The platform team is confused. “But it’s better! It’s automated! It has guardrails!” Yes. And it also has a learning curve, sparse documentation, and zero consideration for the developer’s existing workflow. You built infrastructure for infrastructure people and wondered why application developers didn’t show up.

A platform without adoption is just a side project with a budget.

The spec Josh is working from gets this partly right. It mentions metrics-driven development and feedback loops. But I’d go further: before you write a single line of Terraform, you should be able to answer one question — what is the developer doing today that’s painful, and how does this make it less painful in a way they’ll actually notice? Not “less painful in theory.” Not “less painful for the org.” Less painful for the person who has to change their workflow to use your thing.

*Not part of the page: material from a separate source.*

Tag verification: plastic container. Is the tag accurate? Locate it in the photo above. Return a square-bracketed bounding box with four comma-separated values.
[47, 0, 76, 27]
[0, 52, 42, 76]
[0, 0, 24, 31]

The best platform teams I’ve seen operate like product teams. They have users (developers), they do user research (shadowing deploys, reading incident reports), they ship incrementally (one golden path before eight platform domains), and they measure success by adoption, not by architectural elegance. They start with the smallest possible thing that removes a real pain point — maybe it’s just automated namespace creation with sensible defaults — and expand from there based on what people actually ask for.

The spec’s 8-domain architecture is a destination, not a starting point. You don’t need observability platforms and transit network layers and control plane extensions on day one. You need one team to say “wow, that was easier than before.” Then you need a second team to say it. Then the platform sells itself.

Build the platform like you’d build a product: start small, ship often, listen to your users, and accept that the most technically elegant solution is worthless if nobody can figure out how to use it. Your developers are your customers. Treat them like it.